Update following your code excerpt: there are many things that need correcting in your code (I suppose it is not directly production code but still):
SELECT INTO
can produce NO_DATA_FOUND
.SQL%ROWCOUNT
is NULL if the preceding statement is a SELECT
.c1%ROWCOUNT
, but this will only return the number of rows fetched: 0
after the initial open
.FOR UPDATE NOWAIT
so that two sessions never block each other. If you only use FOR UPDATE
, you might as well use a single UPDATE
and not use SELECT
beforehand.id
that doesn't exist? This is probably a bug in the calling app/procedure so you should not catch it.So you could rewrite your procedure like this:
CREATE OR REPLACE PROCEDURE Proc_UpdateCSClientCount(inMerid IN VARCHAR2,
outCliCount OUT NUMBER) AS
BEGIN
-- lock the row, an exception will be raised if this row is locked
SELECT CLIENT_COUNT + 1
INTO outCliCount
FROM OP_TMER_CONF_PARENT
WHERE MER_ID = inMerid
FOR UPDATE OF CLIENT_COUNT NOWAIT;
-- update the row
UPDATE OP_TMER_CONF_PARENT
SET CLIENT_COUNT = CLIENT_COUNT + 1
WHERE MER_ID = inMerid;
END;
Upvotes: 6
Reputation: 17643
From Oracle Documentation:
All rows are locked when you open the cursor, not as they are fetched. The rows are unlocked when you commit or roll back the transaction. Since the rows are no longer locked, you cannot fetch from a FOR UPDATE cursor after a commit.
That's important. If you've done the task(finished fetch) is not important if you commit before or after closing the cursor.
But if commit between fetchs is needed, as a workaround, use update with rowid,
not where current of
. Example from doc:
DECLARE
CURSOR c1 IS SELECT last_name, job_id, rowid FROM employees;
my_lastname employees.last_name%TYPE;
my_jobid employees.job_id%TYPE;
my_rowid UROWID;
BEGIN
OPEN c1;
LOOP
FETCH c1 INTO my_lastname, my_jobid, my_rowid;
EXIT WHEN c1%NOTFOUND;
UPDATE employees SET salary = salary * 1.02 WHERE rowid = my_rowid;
-- this mimics WHERE CURRENT OF c1
COMMIT;
END LOOP;
CLOSE c1;
END;
/
UPDATE(after edit of question): You can do that in a single sql, without cursor.

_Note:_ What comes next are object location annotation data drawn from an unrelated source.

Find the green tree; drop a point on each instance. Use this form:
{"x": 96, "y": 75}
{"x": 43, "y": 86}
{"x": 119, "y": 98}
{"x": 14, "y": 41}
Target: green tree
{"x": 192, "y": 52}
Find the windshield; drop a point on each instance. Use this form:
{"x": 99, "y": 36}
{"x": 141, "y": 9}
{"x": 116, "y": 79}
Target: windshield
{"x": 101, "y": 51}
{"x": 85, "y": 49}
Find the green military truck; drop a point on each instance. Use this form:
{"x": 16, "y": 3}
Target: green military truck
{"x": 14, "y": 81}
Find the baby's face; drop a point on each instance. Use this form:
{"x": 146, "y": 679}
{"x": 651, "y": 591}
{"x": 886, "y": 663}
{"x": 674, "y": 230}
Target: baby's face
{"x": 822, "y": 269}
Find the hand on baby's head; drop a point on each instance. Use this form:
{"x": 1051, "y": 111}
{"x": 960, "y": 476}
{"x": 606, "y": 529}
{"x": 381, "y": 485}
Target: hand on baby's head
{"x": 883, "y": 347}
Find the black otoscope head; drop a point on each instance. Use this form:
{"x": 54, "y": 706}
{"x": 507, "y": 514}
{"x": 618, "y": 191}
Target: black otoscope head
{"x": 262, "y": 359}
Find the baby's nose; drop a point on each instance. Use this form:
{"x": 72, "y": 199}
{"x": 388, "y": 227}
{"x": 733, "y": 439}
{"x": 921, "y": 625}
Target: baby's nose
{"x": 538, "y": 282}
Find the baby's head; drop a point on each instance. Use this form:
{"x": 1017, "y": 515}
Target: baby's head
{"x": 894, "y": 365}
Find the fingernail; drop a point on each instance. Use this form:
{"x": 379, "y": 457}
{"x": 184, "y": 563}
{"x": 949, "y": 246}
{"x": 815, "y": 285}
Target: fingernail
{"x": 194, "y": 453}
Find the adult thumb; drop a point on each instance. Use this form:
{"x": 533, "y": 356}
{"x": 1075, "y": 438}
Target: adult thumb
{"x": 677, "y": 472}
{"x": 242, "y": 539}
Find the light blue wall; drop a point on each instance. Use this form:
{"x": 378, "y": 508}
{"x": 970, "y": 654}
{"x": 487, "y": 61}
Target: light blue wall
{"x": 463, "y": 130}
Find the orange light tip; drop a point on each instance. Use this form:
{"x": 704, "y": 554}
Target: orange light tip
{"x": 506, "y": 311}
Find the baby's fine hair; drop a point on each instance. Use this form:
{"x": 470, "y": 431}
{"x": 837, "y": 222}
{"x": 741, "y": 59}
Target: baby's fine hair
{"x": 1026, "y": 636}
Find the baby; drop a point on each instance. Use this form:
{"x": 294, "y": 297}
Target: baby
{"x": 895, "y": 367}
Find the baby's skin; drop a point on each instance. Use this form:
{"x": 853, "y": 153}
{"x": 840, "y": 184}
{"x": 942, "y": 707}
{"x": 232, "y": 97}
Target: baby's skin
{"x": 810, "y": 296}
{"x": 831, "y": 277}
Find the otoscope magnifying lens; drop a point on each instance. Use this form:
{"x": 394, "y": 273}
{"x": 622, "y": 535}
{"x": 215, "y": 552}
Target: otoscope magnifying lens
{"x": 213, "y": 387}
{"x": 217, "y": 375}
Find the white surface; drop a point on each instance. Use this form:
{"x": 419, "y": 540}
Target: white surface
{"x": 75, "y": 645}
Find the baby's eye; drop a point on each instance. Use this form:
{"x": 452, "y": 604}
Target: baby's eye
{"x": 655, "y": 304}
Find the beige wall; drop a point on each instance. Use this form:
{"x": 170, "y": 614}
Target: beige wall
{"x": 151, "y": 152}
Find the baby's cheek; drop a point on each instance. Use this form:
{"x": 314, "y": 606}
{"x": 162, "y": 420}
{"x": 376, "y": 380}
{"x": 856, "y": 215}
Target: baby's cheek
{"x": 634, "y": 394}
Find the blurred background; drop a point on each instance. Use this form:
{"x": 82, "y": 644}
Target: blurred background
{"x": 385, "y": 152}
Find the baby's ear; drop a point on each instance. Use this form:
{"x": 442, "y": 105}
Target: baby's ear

UPDATE OP_TMER_CONF_PARENT
set CLIENT_COUNT = CLIENT_COUNT +1
where MER_ID = inMerid;
UPDATE2. The code should be updated as following in order to work:
...
open C1;
FETCH C1 into OUTCLICOUNT;
--dbms_output.put_line(' count:'||c1%rowcount);
IF c1%rowcount = 1 THEN
outCliCount := outCliCount + 1;
...
That is: fetch should be done before counting the rows affected, and rows affected is c1%rowcount
, not sql%rowcount
.
If you want to know if a row is updated or not, you should put an else to if and assign a special value to the outretvalue parameter.
Upvotes: 2
Reputation: 3575
If you commit before closing cursor and after that you try to fetch again, you get an INVALID_CURSOR exception. I suggest to commit after closing cursor.